The Fashioned Museum, founded by Tejumola Maurice-Diya, recently unveiled IAF54: An African Fashion Archive Across 54 Countries, a landmark cultural documentation project that explored fashion, identity, craftsmanship, textiles, history, and storytelling across every nation on the African continent.

Developed through the museum’s cultural platform, Bridging The Gap, the project went beyond the scope of a traditional fashion exhibition. Instead, IAF54 was conceived as a large-scale archival initiative dedicated to preserving and spotlighting the richness, diversity, and individuality of African fashion through a country-by-country exploration of all 54 African nations.

Through extensive research, visual documentation, storytelling, and public engagement, the project challenged the notion of African fashion as a singular narrative. Rather than presenting a monolithic view, IAF54 highlighted the distinct cultural identities, dress traditions, textile histories, adornment practices, craftsmanship, and visual languages that exist across different regions and communities throughout the continent.

From woven traditions and ceremonial garments to indigenous craftsmanship, symbolism, and contemporary reinterpretations, the archive documented African fashion as more than clothing. The project positioned fashion as a reflection of heritage, memory, artistry, identity, enterprise, and cultural preservation.

Bridging The Gap extended the archive’s impact beyond documentation by creating opportunities for education, dialogue, and cultural engagement. This vision came to life through a three-day programme that combined learning experiences with public exhibitions.

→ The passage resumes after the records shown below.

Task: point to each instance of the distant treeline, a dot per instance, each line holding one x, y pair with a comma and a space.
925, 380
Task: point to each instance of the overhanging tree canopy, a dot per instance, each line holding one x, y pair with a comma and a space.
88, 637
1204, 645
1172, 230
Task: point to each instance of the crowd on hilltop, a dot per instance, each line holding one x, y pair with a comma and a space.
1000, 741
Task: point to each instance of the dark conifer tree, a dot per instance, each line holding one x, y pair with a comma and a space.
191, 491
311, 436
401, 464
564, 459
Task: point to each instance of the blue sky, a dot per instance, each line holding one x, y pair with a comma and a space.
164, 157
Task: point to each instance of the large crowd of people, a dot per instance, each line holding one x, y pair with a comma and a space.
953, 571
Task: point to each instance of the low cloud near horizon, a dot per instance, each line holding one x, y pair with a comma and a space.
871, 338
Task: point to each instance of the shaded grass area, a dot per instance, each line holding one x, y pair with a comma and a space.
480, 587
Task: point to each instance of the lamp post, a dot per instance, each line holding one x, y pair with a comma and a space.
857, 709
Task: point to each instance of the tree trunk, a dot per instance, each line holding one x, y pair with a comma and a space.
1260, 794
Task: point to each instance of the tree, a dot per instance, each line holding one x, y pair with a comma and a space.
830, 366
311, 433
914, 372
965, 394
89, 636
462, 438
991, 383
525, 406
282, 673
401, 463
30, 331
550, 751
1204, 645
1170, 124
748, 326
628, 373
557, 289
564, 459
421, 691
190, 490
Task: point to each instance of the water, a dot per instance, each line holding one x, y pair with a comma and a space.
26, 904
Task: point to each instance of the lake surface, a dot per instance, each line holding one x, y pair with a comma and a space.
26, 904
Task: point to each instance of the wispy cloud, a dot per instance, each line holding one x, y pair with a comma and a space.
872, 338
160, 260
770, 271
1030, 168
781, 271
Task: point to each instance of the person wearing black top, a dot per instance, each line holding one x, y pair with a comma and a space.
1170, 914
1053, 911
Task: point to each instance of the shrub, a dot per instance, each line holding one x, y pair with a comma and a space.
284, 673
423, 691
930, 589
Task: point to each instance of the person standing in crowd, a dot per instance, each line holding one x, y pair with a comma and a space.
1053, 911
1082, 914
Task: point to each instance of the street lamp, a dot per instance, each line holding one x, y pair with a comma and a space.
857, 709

During the mornings, secondary school students participated in sessions led by fashion industry veterans and cultural practitioners, providing opportunities for mentorship, early exposure, and deeper engagement with African fashion history. In the afternoons, the exhibition opened to the public, allowing visitors to explore the textiles, stories, craftsmanship, identities, and cultural expressions documented throughout the archive.

The exhibition served as a meeting point for culture, fashion, education, and storytelling, encouraging audiences to experience African fashion beyond aesthetics and engage with its historical and cultural significance.

Speaking on the project, founder Tejumola Maurice-Diya explained that IAF54 was created to document African fashion with greater care, depth, and country-specific attention.

“IAF54 is our way of documenting African fashion with greater care, depth, and country-specific attention. We wanted to create something that reminds people that African fashion is not one story. It is layered, diverse, historical, contemporary, and constantly evolving through the people and communities that shape it,” she said.

 

The Fashioned Museum has since encouraged the public to continue exploring the IAF54 archive and engage with the histories, textiles, cultural expressions, and stories documented across the continent.

Founded by Tejumola Maurice-Diya, The Fashioned Museum is dedicated to preserving, documenting, and celebrating African fashion, culture, and creative heritage through archives, exhibitions, research, storytelling, and cultural initiatives such as Bridging The Gap.